Bournemouth (Inglaterra) febrero 2011
Paseaba cogido de la mano a un sueño. Sujeto a un
garabato trazado en el aire. Caminaba, abrazado a lo que sólo era una
silueta imaginada. Y cada día, en el mismo instante, surgía el sol como
cáscara de naranja, en el mismo lugar, a lo lejos, amarilleando azules
apenas diferentes, allí donde la vista alcanza y confunde una línea
intangible que siempre se torna en horizonte. Paseaba siempre con las
primeras luces de la mañana. Acunando la luna llena. Un lunes. Un día
donde comienza casi todo. Paseaba, huella a huella desgranando la arena
de la playa en huecos donde la espuma rizada de las aguas llega, llena,
plena. Caminaba sorteando los perfiles del agua. Descalzo. Y girado
frente al horizonte rojo, cada vez más aloque y menos melón, sonreía. E
iniciaba entonces un lento camino hacia el mar, desvestido de tristeza. E
inundándose de plenitud, braceaba hacia un horizonte cada vez más
alejado en sol creciente. Sorteando vacilaciones y medusas. Transitaba
cada amanecer la soledad de un paisaje vacío, que iba poblando de
imágenes sugeridas. En el silencio quebrado por el ir y venir del mar.

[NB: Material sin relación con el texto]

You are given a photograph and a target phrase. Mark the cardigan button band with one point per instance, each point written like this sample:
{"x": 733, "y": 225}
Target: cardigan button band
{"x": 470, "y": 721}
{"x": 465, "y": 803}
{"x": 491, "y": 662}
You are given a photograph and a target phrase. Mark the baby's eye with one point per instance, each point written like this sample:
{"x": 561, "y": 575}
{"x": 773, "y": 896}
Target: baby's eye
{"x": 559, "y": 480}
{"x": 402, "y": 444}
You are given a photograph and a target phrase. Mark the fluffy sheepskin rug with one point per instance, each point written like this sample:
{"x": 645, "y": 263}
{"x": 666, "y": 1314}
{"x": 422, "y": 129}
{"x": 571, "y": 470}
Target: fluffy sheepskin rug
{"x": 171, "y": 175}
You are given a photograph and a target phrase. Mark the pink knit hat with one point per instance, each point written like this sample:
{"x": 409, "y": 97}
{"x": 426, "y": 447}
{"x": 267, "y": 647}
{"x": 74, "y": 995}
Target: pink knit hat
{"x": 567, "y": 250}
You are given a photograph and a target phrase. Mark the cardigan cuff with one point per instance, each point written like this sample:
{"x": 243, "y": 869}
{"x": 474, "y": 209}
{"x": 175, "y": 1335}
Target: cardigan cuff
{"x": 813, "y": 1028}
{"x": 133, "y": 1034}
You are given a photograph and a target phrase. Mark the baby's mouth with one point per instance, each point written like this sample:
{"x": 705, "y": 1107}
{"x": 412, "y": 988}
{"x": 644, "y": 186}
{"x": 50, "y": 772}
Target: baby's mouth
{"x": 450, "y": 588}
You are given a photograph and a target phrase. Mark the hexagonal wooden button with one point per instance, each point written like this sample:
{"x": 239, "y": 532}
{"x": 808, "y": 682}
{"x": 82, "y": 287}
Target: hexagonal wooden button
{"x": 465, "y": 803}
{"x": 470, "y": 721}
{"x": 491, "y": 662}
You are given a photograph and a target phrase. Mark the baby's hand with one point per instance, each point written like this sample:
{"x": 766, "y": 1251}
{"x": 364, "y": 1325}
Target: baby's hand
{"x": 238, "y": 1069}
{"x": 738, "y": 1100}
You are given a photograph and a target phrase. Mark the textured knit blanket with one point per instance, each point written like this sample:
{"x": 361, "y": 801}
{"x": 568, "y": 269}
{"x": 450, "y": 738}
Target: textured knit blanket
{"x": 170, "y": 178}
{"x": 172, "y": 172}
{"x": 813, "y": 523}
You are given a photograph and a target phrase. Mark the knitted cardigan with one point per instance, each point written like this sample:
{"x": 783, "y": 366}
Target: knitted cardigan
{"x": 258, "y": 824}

Tan cerca y tan lejos. Murmullo de arena arrastrada. Caminaba por
caminar, beso a beso con el aire calmo de las amanecidas, auroras
abiertas a la luz. Sombra ida a su lado.
Mike Olfield. The inner child.
Con la soledad en el hombro y la sonrisa, a media vela, resbalada en un costado, Y la canción del mar, acunándole también. Saludaba con los ojos despiertos a los colores nacientes. A los contornos imprecisos. A las brisas que se detenían en las humedades de su rostro. Paseaba con las manos en los bolsillos, con una lentitud pasmosa, pisando firme la arena y hundiendo el bajorrelieve de sus pies, tan pronto llenos de agua y sal. Tarareaba músicas inventadas y reproducía en sus pupilas centenares de paisajes revividos en su tiempo yermo. Sacaba a correr su miopía y trenzaba su paso en las algas abandonadas por la bajamar. Sin cruzar sus pasos con nadie. Todo azul, virado a gris en los días de plomo. Y respiraba el aire limpio, el primer aire del día. Y llegaba a desandar lo recién andado, haciendo círculos alrededor de los abandonos de la mar. Conchas de nácar vacías de vida. Diminutas piedras que venían rodando desde el este, mil a mil los años transcurridos. Y las algas, siempre, enredadas como pequeños diablos en sus tobillos. Jugaba al solitario con los recuerdos y de cuando en vez, dibujaba en la arena anocheceres con su dedo índice. Era un tipo raro, al que le sobraban horas en el día y faltaban minutos para los ensueños diurnos.